180.1502(4) (4) The failure of a foreign corporation to obtain a certificate of authority does not impair the validity of its corporate acts or its title to property in this state or prevent it from defending any civil, criminal, administrative or investigatory proceeding in this state.
180.1502(5)(a)(a) A foreign corporation that transacts business in this state without a certificate of authority, if a certificate of authority is required under s. 180.1501, is liable to this state, for each year or any part of a year during which it transacted business in this state without a certificate of authority, in an amount equal to all of the following:
180.1502(5)(a)1. 1. All fees and other charges that would have been imposed by this chapter on the foreign corporation had it duly applied for and received a certificate of authority to transact business in this state as required by s. 180.1501 and thereafter filed all reports required by this chapter.
180.1502(5)(a)2. 2. Fifty percent of the amount owed under subd. 1. or $5,000, whichever is less.
180.1502(5)(b) (b) The foreign corporation shall pay the amount owed under par. (a) to the department, and the department may not issue a certificate of authority to the foreign corporation until the amount owed is paid. The attorney general may enforce a foreign corporation's obligation to pay to the department any amount owed under this subsection.
180.1502 History History: 1989 a. 303; 1995 a. 27.
180.1503 180.1503 Application for certificate of authority.
180.1503(1) (1) A foreign corporation may apply for a certificate of authority to transact business in this state by delivering an application to the department for filing. The application shall set forth all of the following:
180.1503(1)(a) (a) The name of the foreign corporation or, if its name is unavailable for use in this state, a corporate name that satisfies s. 180.1506.
180.1503(1)(b) (b) The name of the state or country under whose law it is incorporated.
180.1503(1)(c) (c) Its date of incorporation and period of duration.
180.1503(1)(d) (d) The street address of its principal office.
180.1503(1)(e) (e) The address of its registered office in this state and the name of its registered agent at that office.
180.1503(1)(f) (f) The name and usual business address of each of its current directors and officers.
180.1503(1)(g) (g) A statement of the aggregate number of shares which it has authority to issue, itemized by classes, par value of shares, shares without par value, and series, if any, within a class.
180.1503(1)(h) (h) A statement of the aggregate number of its issued shares itemized by classes, par value of shares, shares without par value, and series, if any, within a class.
180.1503(1)(i) (i) The amount of paid-in capital and the number and value of shares of capital stock issued without par value. The value of capital stock without par value, for the purpose of such statement and for the purpose of computing filing fees, shall be taken as the amount by which the entire property of the foreign corporation exceeds its liabilities other than such capital stock without par value, but each share of the capital stock without par value shall be deemed to be of the value of not less than $10.
180.1503(1)(j) (j) The proportion of its capital which is represented in this state by its property to be located or to be acquired in this state and by its business to be transacted in this state. The proportion of capital employed in this state shall be computed by taking the estimate of the gross business of the foreign corporation to be transacted in this state in the following year and adding the same to the value of its property to be located or to be acquired in the state. The sum so obtained shall be the numerator of a fraction of which the denominator shall consist of the estimate of its total gross business for said year added to the value of its entire property. The fraction so obtained shall represent the proportion of the capital within the state. For the purposes of this section, the estimate of the business to be transacted and the property to be located or to be acquired in the state shall cover the period when it is estimated the foreign corporation will commence business in this state to and including December 31 of that year. The department may demand, as a condition precedent to issuing a certificate of authority, such further information and statements as the department considers proper in order to determine the accuracy of the application submitted under this section.
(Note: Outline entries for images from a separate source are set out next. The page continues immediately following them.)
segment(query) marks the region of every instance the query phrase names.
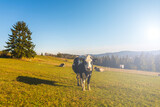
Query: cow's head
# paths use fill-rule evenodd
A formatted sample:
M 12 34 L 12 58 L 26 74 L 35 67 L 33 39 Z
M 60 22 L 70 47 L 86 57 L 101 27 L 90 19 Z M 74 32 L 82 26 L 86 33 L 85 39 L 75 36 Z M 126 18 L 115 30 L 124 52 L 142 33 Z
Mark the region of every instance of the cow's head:
M 93 60 L 90 55 L 87 55 L 84 58 L 84 67 L 86 71 L 92 71 L 93 70 Z

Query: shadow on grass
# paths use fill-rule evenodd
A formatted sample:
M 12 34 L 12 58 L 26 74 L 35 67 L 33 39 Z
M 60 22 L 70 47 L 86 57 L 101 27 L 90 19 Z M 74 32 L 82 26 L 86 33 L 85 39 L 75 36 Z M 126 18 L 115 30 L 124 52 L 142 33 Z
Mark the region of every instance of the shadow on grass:
M 57 83 L 56 81 L 38 79 L 38 78 L 33 78 L 33 77 L 28 77 L 28 76 L 18 76 L 16 80 L 19 82 L 30 84 L 30 85 L 47 84 L 47 85 L 52 85 L 52 86 L 63 86 L 63 85 L 56 84 Z

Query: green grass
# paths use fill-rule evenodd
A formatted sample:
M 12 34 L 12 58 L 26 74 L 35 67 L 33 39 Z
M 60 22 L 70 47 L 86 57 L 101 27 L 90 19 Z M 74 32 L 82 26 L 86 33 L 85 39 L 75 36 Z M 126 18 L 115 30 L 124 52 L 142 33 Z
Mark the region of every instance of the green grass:
M 65 63 L 66 67 L 58 67 Z M 1 106 L 160 106 L 160 77 L 93 72 L 91 91 L 76 86 L 72 60 L 0 58 Z

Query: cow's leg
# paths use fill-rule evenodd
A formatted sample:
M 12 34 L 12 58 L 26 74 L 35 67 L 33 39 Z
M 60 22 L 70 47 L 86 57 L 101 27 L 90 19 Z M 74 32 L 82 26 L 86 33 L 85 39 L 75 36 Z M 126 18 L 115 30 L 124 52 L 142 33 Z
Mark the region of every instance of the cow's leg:
M 91 88 L 90 88 L 90 79 L 91 79 L 91 75 L 89 75 L 88 80 L 87 80 L 87 88 L 88 88 L 88 90 L 91 90 Z
M 80 79 L 80 74 L 79 73 L 77 73 L 77 86 L 79 86 L 80 84 L 79 84 L 79 79 Z
M 85 91 L 85 73 L 82 74 L 82 90 Z
M 80 85 L 82 86 L 82 78 L 80 77 Z

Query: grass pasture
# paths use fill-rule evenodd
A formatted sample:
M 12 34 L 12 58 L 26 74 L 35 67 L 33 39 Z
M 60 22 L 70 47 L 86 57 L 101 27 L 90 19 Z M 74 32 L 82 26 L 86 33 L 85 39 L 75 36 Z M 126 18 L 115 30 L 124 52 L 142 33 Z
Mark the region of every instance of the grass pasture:
M 93 71 L 91 91 L 83 92 L 71 64 L 47 56 L 0 58 L 0 106 L 160 106 L 158 76 Z

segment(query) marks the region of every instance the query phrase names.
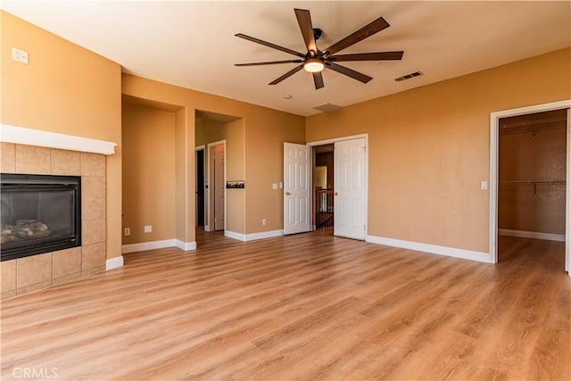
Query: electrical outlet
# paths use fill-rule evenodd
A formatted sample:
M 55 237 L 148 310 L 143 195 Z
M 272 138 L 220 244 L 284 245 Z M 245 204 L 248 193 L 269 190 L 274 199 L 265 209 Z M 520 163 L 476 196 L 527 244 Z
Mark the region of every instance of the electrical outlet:
M 18 49 L 17 47 L 12 47 L 12 59 L 14 61 L 18 61 L 19 62 L 28 64 L 28 52 Z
180.1503(2) (2) The foreign corporation shall deliver with the completed application a certificate of status, or similar document, duly authenticated by the secretary of state or other official having custody of corporate records in the state or country under whose law it is incorporated. The certificate shall be dated no earlier than 60 days before its delivery.
180.1503 History History: 1989 a. 303; 1993 a. 214; 1995 a. 27.
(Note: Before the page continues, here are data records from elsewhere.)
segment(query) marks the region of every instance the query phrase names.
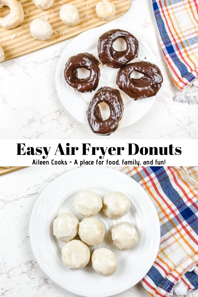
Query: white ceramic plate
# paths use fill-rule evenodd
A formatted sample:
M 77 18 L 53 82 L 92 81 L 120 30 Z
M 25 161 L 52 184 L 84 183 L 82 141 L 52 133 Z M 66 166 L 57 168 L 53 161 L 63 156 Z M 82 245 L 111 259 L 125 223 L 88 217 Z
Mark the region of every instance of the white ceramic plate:
M 61 260 L 65 244 L 53 235 L 52 224 L 59 214 L 70 212 L 80 220 L 84 218 L 74 206 L 74 198 L 80 191 L 88 189 L 103 198 L 113 191 L 122 192 L 129 198 L 129 213 L 119 220 L 112 220 L 102 211 L 94 216 L 105 230 L 104 240 L 99 246 L 111 249 L 117 257 L 118 268 L 111 276 L 96 273 L 90 263 L 83 269 L 69 269 Z M 134 224 L 138 243 L 129 251 L 119 250 L 113 243 L 110 230 L 121 221 Z M 132 178 L 114 169 L 83 167 L 66 173 L 51 183 L 40 195 L 33 210 L 30 234 L 35 257 L 44 272 L 59 286 L 78 295 L 107 297 L 134 285 L 144 277 L 153 263 L 159 244 L 160 227 L 156 209 L 150 198 Z M 90 247 L 91 251 L 96 247 Z
M 75 91 L 66 82 L 64 77 L 65 65 L 70 57 L 80 53 L 86 52 L 94 55 L 99 60 L 97 52 L 97 44 L 100 35 L 107 31 L 115 28 L 115 26 L 105 26 L 94 28 L 82 33 L 75 37 L 64 50 L 59 59 L 56 68 L 56 87 L 59 97 L 64 107 L 68 111 L 79 121 L 88 125 L 86 111 L 89 102 L 95 93 L 98 89 L 102 86 L 111 87 L 118 89 L 115 83 L 115 79 L 118 69 L 101 66 L 101 76 L 97 89 L 91 93 L 81 93 Z M 119 27 L 118 29 L 122 29 Z M 124 29 L 127 30 L 126 29 Z M 147 61 L 157 65 L 156 58 L 152 50 L 140 37 L 130 30 L 127 31 L 133 34 L 138 40 L 140 44 L 140 50 L 138 58 L 133 60 Z M 125 42 L 123 40 L 118 40 L 114 47 L 118 50 L 124 49 Z M 82 69 L 79 70 L 79 77 L 86 77 Z M 133 77 L 138 78 L 140 75 L 137 73 Z M 125 105 L 123 120 L 120 128 L 125 128 L 132 125 L 139 121 L 148 111 L 153 104 L 156 96 L 153 96 L 135 101 L 130 98 L 123 92 L 120 90 Z M 106 105 L 102 110 L 102 115 L 107 118 L 109 109 Z

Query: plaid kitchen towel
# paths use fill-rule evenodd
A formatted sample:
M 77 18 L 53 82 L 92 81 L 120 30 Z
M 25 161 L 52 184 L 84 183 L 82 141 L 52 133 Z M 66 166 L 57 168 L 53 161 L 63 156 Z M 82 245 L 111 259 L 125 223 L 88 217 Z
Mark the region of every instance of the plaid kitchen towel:
M 198 103 L 198 1 L 153 0 L 162 51 L 180 92 L 176 101 Z
M 116 168 L 134 179 L 157 210 L 161 238 L 153 265 L 142 279 L 155 297 L 185 295 L 198 289 L 198 168 Z

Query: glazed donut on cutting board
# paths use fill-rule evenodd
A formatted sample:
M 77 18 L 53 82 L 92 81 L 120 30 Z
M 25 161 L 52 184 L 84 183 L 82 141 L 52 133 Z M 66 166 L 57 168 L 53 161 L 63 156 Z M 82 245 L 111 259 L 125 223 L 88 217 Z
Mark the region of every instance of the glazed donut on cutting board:
M 21 24 L 24 19 L 22 5 L 17 0 L 0 0 L 0 8 L 8 6 L 9 13 L 4 18 L 0 18 L 0 27 L 4 29 L 13 29 Z

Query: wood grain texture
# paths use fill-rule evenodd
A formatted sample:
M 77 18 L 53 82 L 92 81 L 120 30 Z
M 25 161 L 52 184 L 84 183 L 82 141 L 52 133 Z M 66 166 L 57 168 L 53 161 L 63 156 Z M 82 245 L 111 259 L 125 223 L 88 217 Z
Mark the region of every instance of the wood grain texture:
M 4 167 L 0 167 L 0 176 L 6 174 L 7 173 L 10 173 L 10 172 L 13 172 L 14 171 L 19 170 L 19 169 L 22 169 L 23 168 L 26 168 L 26 167 L 20 167 L 19 166 L 11 166 L 11 167 L 9 167 L 9 168 L 4 168 Z
M 99 0 L 54 0 L 52 6 L 47 10 L 36 7 L 32 0 L 20 0 L 25 15 L 23 22 L 16 28 L 8 30 L 0 28 L 0 45 L 5 52 L 5 60 L 31 53 L 66 40 L 89 29 L 98 26 L 109 21 L 103 21 L 96 15 L 95 7 Z M 113 19 L 121 16 L 128 10 L 131 0 L 113 0 L 116 7 Z M 60 18 L 59 11 L 63 4 L 74 5 L 78 10 L 79 23 L 74 27 L 64 25 Z M 8 7 L 0 10 L 0 16 L 3 17 L 9 12 Z M 29 30 L 30 23 L 37 18 L 42 17 L 47 20 L 52 26 L 53 33 L 47 40 L 33 38 Z M 12 39 L 15 36 L 13 39 Z M 80 48 L 80 45 L 79 45 Z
180.1504 180.1504 Amended certificate of authority.
180.1504(1) (1) A foreign corporation authorized to transact business in this state shall obtain an amended certificate of authority from the department if the foreign corporation changes any of the following:
180.1504(1)(a) (a) Its corporate name or the fictitious name under which it has been issued a certificate of authority.
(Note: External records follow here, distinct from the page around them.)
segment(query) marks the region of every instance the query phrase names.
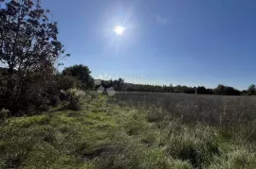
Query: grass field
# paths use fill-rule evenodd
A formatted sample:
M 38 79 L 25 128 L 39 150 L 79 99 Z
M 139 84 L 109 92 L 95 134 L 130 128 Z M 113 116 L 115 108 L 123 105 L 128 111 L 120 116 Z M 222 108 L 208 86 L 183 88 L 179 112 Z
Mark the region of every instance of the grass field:
M 255 168 L 254 97 L 119 93 L 11 117 L 0 168 Z

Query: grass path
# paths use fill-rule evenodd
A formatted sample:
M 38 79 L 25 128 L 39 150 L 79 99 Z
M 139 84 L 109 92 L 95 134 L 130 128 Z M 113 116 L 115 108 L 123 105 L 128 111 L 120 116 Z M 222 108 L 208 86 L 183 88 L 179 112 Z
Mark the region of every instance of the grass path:
M 111 104 L 12 117 L 0 127 L 0 168 L 255 168 L 255 146 L 202 125 Z

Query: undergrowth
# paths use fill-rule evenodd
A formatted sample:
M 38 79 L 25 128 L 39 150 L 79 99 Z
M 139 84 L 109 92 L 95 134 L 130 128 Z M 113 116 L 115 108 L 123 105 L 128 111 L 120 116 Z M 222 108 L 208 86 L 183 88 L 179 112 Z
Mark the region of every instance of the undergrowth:
M 42 115 L 7 119 L 0 127 L 0 168 L 256 166 L 249 133 L 237 136 L 222 127 L 186 124 L 157 109 L 107 100 L 93 98 L 78 111 L 60 106 Z

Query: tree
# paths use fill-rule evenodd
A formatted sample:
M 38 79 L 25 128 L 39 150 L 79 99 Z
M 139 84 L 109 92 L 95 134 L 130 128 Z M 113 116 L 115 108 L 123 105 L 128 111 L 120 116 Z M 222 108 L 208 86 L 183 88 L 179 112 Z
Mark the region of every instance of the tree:
M 0 109 L 17 110 L 22 100 L 40 94 L 64 54 L 57 23 L 49 16 L 39 0 L 10 0 L 0 8 L 0 63 L 7 70 L 0 83 Z
M 124 79 L 122 78 L 119 78 L 118 80 L 114 80 L 113 82 L 113 86 L 114 86 L 114 89 L 116 91 L 121 91 L 121 87 L 123 86 L 124 84 Z
M 251 84 L 247 89 L 247 94 L 248 95 L 254 95 L 256 93 L 256 87 L 254 84 Z
M 71 76 L 80 80 L 84 89 L 93 89 L 94 87 L 94 79 L 90 74 L 89 68 L 82 64 L 66 67 L 63 71 L 64 76 Z

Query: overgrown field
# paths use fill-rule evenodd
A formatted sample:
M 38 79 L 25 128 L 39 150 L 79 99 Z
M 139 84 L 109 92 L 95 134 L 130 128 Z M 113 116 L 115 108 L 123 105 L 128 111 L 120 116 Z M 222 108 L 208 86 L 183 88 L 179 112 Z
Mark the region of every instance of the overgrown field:
M 0 168 L 255 168 L 254 97 L 117 93 L 11 117 Z

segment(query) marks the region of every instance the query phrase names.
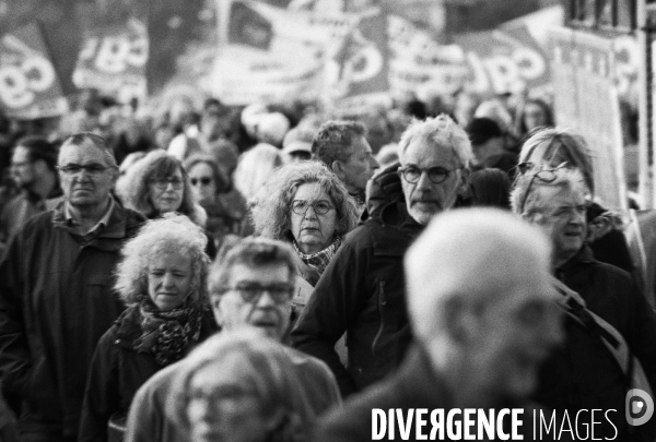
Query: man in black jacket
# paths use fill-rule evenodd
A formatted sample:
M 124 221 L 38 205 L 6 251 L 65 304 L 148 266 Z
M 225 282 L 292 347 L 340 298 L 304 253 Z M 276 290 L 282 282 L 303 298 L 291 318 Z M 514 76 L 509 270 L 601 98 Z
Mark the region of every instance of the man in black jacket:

180.1504(1)(b) (b) Its date of incorporation or the period of its duration.
180.1504(1)(c) (c) The state or country of its incorporation.
180.1504(2) (2) The requirements of s. 180.1503 (1) (a) to (h) and (2) for obtaining an original certificate of authority apply to obtaining an amended certificate under this section except that a foreign corporation is not required to deliver a certificate of status with an application solely to change a fictitious name.
180.1504 History History: 1989 a. 303; 1991 a. 16; 1993 a. 214; 1995 a. 27; 2001 a. 44.
180.1505 180.1505 Effect of certificate of authority.
180.1505(1) (1) A certificate of authority issued to a foreign corporation authorizes the foreign corporation to transact business in this state, subject to the right of the state to revoke the certificate under ss. 180.1530 to 180.1532.
180.1505(2) (2) A foreign corporation with a valid certificate of authority has the same but no greater rights and has the same but no greater privileges as, and, except as otherwise provided by this chapter, is subject to the same duties, restrictions, penalties and liabilities now or later imposed on, a domestic corporation of like character.
180.1505(3) (3) This chapter does not authorize this state to regulate the organization or internal affairs of a foreign corporation authorized to transact business in this state.
180.1505 History History: 1989 a. 303.
180.1506 180.1506 Corporate name of foreign corporation.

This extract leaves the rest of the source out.